One of those Daisies, Alma Rossello, said she had set a personal goal of 1,000 boxes for the cookie selling season and had sold about 250 boxes as of the afternoon of Feb. 16, but her entire troop had only 46 boxes of cookies remaining by that point.
Her mother, Rose Rossello, said that last year she was able to fill up a van to the brim seven times to restock from a cookie cupboard in Silt; this year, she was only able to fill up half of the van once and was barely able to fulfill the troop’s initial order, she said.
The Aspen Junior troop is doing a bit better in terms of inventory — they had about 1,000 boxes remaining as of Wednesday — but only because they got “lucky” and found a supply a couple of hours away in a cookie cupboard in Gypsum, Merritt Gentry said.

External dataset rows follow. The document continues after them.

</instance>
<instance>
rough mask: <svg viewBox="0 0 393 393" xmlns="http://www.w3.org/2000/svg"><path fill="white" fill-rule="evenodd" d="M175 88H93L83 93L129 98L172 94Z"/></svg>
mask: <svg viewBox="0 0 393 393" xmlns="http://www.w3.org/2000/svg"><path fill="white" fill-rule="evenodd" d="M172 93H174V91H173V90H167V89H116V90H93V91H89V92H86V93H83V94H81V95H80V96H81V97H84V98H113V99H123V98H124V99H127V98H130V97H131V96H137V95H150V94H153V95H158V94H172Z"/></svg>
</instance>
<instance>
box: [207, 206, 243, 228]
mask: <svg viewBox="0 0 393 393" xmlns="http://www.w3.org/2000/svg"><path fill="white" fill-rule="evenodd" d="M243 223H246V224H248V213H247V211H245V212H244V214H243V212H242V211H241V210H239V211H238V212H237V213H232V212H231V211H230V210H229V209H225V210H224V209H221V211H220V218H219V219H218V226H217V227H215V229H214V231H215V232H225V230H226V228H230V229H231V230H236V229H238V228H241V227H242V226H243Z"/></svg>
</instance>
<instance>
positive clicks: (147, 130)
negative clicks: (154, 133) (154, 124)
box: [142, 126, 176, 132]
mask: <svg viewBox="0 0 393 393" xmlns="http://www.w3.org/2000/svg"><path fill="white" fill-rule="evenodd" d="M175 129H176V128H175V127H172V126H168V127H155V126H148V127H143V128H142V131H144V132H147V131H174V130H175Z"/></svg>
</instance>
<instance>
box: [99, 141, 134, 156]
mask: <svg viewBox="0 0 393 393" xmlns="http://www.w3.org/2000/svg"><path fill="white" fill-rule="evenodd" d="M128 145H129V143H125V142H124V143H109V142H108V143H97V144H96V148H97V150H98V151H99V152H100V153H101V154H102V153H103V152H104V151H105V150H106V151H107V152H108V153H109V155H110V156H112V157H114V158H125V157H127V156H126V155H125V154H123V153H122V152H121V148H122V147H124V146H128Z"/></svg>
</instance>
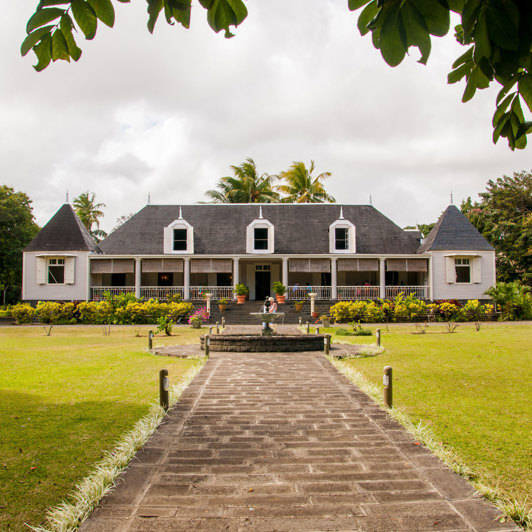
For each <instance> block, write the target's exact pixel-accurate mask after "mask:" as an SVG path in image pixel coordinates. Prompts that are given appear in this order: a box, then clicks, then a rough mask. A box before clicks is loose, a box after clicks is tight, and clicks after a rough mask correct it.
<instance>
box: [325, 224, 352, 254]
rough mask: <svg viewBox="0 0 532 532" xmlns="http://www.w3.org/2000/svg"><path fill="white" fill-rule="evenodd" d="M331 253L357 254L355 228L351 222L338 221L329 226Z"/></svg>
mask: <svg viewBox="0 0 532 532" xmlns="http://www.w3.org/2000/svg"><path fill="white" fill-rule="evenodd" d="M329 253H356V250H355V226H354V225H353V224H352V223H351V222H350V221H349V220H344V219H340V220H336V222H334V223H333V224H331V225H330V226H329Z"/></svg>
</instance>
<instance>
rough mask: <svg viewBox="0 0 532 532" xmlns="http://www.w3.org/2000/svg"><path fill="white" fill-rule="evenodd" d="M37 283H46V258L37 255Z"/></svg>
mask: <svg viewBox="0 0 532 532" xmlns="http://www.w3.org/2000/svg"><path fill="white" fill-rule="evenodd" d="M35 260H36V269H37V284H46V259H45V258H44V257H37V258H36V259H35Z"/></svg>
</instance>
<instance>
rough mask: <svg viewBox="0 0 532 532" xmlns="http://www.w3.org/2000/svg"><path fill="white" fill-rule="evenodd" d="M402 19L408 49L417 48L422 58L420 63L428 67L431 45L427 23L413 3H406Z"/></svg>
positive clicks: (420, 60)
mask: <svg viewBox="0 0 532 532" xmlns="http://www.w3.org/2000/svg"><path fill="white" fill-rule="evenodd" d="M401 18H402V21H403V26H404V30H405V35H406V44H407V46H408V47H410V46H417V47H418V49H419V51H420V53H421V58H420V59H419V61H418V62H419V63H421V64H423V65H426V64H427V60H428V58H429V55H430V49H431V43H430V34H429V32H428V29H427V26H426V25H425V21H424V20H423V18H422V17H421V14H420V13H419V11H418V10H417V9H416V7H415V6H414V5H413V4H411V3H405V5H404V7H403V9H402V10H401Z"/></svg>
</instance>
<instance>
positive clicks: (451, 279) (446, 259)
mask: <svg viewBox="0 0 532 532" xmlns="http://www.w3.org/2000/svg"><path fill="white" fill-rule="evenodd" d="M445 280H446V281H447V282H448V283H456V270H455V268H454V257H445Z"/></svg>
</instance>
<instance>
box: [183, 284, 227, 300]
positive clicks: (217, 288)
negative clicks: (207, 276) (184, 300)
mask: <svg viewBox="0 0 532 532" xmlns="http://www.w3.org/2000/svg"><path fill="white" fill-rule="evenodd" d="M206 294H212V297H211V300H213V301H214V300H216V299H220V298H222V297H226V298H227V299H229V300H231V299H233V287H232V286H191V287H190V299H193V300H198V299H205V295H206Z"/></svg>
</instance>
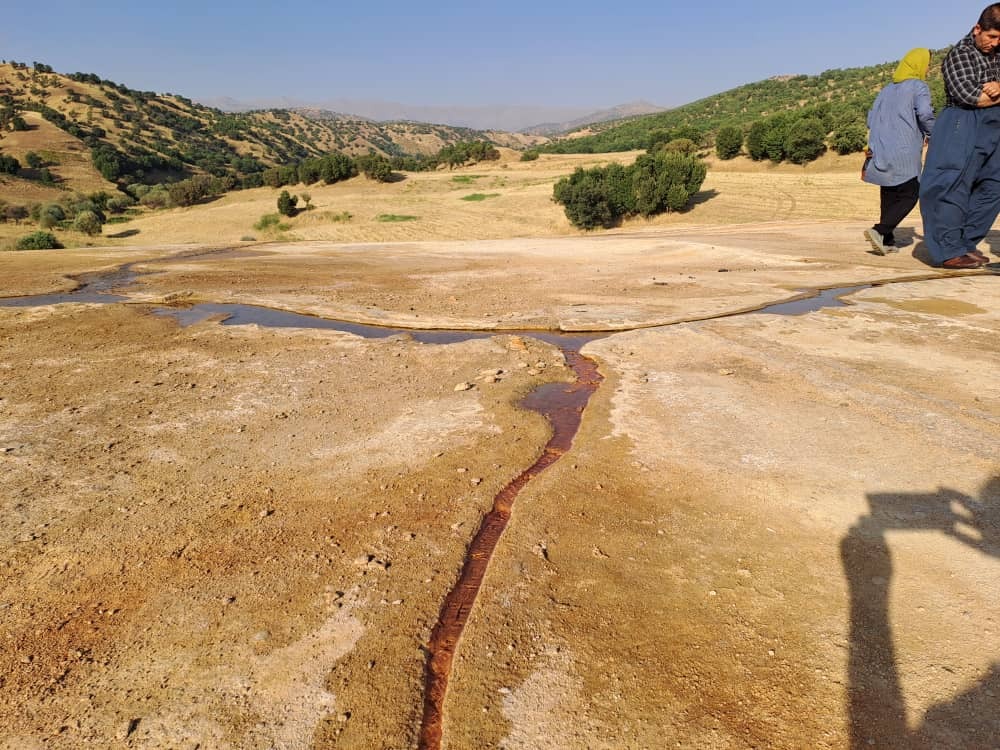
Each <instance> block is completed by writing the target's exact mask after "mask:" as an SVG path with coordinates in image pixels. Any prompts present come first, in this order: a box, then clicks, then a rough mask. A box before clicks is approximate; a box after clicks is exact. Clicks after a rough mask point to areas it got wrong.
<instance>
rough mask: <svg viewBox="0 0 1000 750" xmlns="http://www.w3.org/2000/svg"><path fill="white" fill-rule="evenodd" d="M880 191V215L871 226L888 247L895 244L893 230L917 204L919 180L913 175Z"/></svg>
mask: <svg viewBox="0 0 1000 750" xmlns="http://www.w3.org/2000/svg"><path fill="white" fill-rule="evenodd" d="M880 192H881V203H882V210H881V216H880V217H879V222H878V224H876V225H875V226H874V227H873V228H874V229H875V231H876V232H878V233H879V234H880V235H882V241H883V243H884V244H885V245H886V246H887V247H888V246H892V245H895V244H896V243H895V237H894V236H893V232H894V231H895V229H896V227H898V226H899V223H900V222H901V221H902V220H903V219H905V218H906V217H907V215H909V213H910V211H912V210H913V207H914V206H915V205H917V200H918V199H919V198H920V181H919V180H918V179H917V178H916V177H914V178H913V179H912V180H907V181H906V182H904V183H902V184H900V185H893V186H891V187H883V188H882V189H881V191H880Z"/></svg>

That troop is “pretty close” to their goal of selling nearly 7,000 boxes, but the girls usually aim to exceed that target, Merritt Gentry said. Though the selling season for troop was scheduled to run through March 13, she anticipates that this coming weekend will be the last one of in-person cookie sales as supplies dwindle; half the girls in the troop have already sold out.